And “love-devouring death” accepts the challenge, but the agony of death does not “countervail the exchange of joy” that one short minute gives him in her presence. Here Shakespeare’s treatment of the love-episode differs from that of Brooke’s in his tolerance for the children’s love, though it be carried out in defiance of the parents’ wishes, and in his recognition that love, so long as it be strong as death, has an ennobling and not a debasing influence on character: we are made to feel that it is better for Romeo to have loved and lost than never to have loved at all. For the hatred of the two houses Shakespeare shows no tolerance. Juliet’s death is carried out with the greatest simplicity, and within a few moments of her awakening. There is neither time for reflection nor lamentation; the watch has been roused, and is heard approaching. She has hardly kissed the poison from her dead husband’s lips before they enter the churchyard, and nothing but the darkness of the night screens from them the sight of the steel that Juliet plunges into her breast. It is the presence of the watch, almost within touch of her, that goads her to lift the knife, just as it is the vision of Tybalt’s ghost pursuing Romeo that nerves her to drink the potion. The dramatist’s intention is clearly indicated in the stage-directions of the two quartos and the folio, but the Irving-version retains in this last scene the modern stage-directions.

Professor Dowden is of opinion “that it were presumptuous to say that had Shakespeare been acquainted with the earlier form of the story (in which Juliet wakes before Romeo dies), he would not have altered his ending.” But an ending of this kind is inartistic. It is bringing the axe down twice instead of once. It is introducing a new complication and a new movement at a moment when none is wanted. The catastrophe should be and always is, by Shakespeare, carried out with simplicity and directness. After Juliet’s death other watchmen enter with the Friar in custody, while from afar we hear for the third and last time the cries of the citizens:

“Downe with the Capulets, downe with the Mountagues!”

the only child of each of the two rival houses lying dead before the spectators. Nature had done her best to effect a reconciliation, but man thwarted her in her purpose. Then the Prince and the heads of the two houses enter and learn for the first time that

Romeo there dead, was husband to that Iuliet,
And she there dead, that’s Romeo’s faithfull wife.”

Well may the Prince say—

Capulet, Montague,
See what a scourge is laide upon your hate
That heauen finds means to kill your joyes with loue.”

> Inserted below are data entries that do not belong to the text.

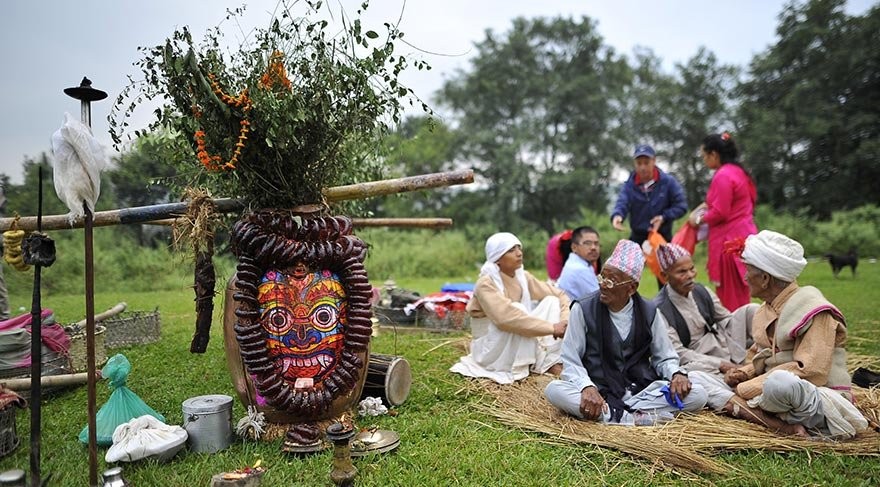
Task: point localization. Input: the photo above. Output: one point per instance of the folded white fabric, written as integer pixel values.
(142, 437)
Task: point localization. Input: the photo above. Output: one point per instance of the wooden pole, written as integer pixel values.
(47, 381)
(368, 222)
(143, 214)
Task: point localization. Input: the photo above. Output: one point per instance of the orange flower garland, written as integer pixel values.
(275, 73)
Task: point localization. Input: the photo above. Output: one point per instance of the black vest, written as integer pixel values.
(617, 364)
(674, 318)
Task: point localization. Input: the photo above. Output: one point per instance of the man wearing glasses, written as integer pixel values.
(578, 277)
(619, 366)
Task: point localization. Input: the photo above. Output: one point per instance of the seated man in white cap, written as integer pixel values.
(521, 336)
(795, 380)
(706, 336)
(618, 362)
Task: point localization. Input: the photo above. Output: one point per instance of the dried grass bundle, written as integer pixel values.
(682, 444)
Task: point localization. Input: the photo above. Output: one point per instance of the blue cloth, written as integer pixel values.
(665, 197)
(578, 278)
(671, 398)
(457, 287)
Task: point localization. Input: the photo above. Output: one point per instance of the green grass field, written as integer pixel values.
(444, 441)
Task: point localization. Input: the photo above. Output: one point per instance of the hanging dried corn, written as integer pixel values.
(12, 253)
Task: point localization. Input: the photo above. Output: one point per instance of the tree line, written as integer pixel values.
(547, 114)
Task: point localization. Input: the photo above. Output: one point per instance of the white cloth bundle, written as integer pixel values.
(143, 437)
(79, 160)
(496, 246)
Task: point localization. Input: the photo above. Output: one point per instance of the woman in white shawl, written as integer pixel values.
(524, 318)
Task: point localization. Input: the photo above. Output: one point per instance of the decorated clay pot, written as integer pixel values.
(297, 315)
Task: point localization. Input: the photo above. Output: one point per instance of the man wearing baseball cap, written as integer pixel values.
(650, 197)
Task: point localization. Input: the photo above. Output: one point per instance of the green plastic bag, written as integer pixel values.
(122, 406)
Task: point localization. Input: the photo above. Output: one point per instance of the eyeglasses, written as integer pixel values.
(609, 283)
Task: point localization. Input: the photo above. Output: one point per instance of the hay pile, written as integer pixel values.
(685, 444)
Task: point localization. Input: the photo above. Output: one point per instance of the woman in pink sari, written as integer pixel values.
(729, 212)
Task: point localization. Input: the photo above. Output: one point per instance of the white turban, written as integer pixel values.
(496, 246)
(775, 254)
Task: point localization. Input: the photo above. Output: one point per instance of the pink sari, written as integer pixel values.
(731, 205)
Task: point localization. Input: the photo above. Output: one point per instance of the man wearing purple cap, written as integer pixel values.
(618, 364)
(652, 198)
(706, 336)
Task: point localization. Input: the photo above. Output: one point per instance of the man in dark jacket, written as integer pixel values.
(651, 198)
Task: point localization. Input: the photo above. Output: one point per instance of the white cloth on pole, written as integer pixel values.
(143, 437)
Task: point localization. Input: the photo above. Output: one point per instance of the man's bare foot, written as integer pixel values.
(795, 430)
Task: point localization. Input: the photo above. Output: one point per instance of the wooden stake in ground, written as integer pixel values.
(86, 94)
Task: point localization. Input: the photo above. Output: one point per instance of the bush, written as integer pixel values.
(859, 228)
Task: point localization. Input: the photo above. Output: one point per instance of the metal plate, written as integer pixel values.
(290, 447)
(374, 441)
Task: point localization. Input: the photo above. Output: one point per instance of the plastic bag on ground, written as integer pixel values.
(144, 437)
(122, 406)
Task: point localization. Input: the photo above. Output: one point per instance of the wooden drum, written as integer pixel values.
(388, 377)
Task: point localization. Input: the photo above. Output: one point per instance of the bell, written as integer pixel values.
(113, 478)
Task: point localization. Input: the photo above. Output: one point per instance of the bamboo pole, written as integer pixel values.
(24, 383)
(115, 310)
(368, 222)
(143, 214)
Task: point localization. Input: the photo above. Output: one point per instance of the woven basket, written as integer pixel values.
(132, 328)
(455, 320)
(8, 436)
(53, 363)
(78, 356)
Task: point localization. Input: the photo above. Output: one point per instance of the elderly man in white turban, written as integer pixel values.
(524, 318)
(619, 366)
(795, 380)
(706, 336)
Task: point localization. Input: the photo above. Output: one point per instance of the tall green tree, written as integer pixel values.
(538, 115)
(810, 111)
(675, 111)
(23, 198)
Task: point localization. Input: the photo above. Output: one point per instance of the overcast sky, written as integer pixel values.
(48, 45)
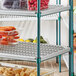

All this last scene is full of animation, and presents a fine opportunity for the régisseur. I am obliged to use the French word, for we have no similar functionary in this country. Our public is sufficiently indifferent to the welfare of dramatic art to allow its leading actors to be their own stage-managers and often their own authors. As a consequence the public gets no English plays worthy of being called plays, and no guarantee that a dead author’s intentions shall be respected. Human nature has its prejudices, and the actor is seldom to be found who can look at a play from any other point of view than in relation to the prominence of his own part in it. It is owing to the despotism of the actor on the English stage, and consequently to the star system, that I attribute the mutilation of Shakespeare’s plays in their representation. The closing scene of this play might be made very effective in action. The crowd hurrying with “bated breath” to the spot; its horror at the sight of the dead children, who for all it knows are murdered; its amazement at finding they are man and wife; the Prince’s stern rebuke; the bowed grief and shame of Montague and Capulet; the reconciliation of the bereaved parents, and joining of hands across the dead bodies. The Irving-version omits all but the entrance of the citizens with Montague, Capulet, and the Prince, who at once ends the play with the couplet—

“For neuer was a Storie of more wo
Than this of Iuliet and her Romeo.”

But if the Prince hears no story, he and those who enter with him cannot be aware that Romeo and Juliet are man and wife, or that they died by their own hands, and are not victims to an act of treachery. Then why open your play with the quarrel of the two houses if you do not intend to show them reconciled? Why not follow the Cumberland acting-version, and take out the crowd scenes altogether? It is a more intelligible proceeding than this compromise of the Irving-version.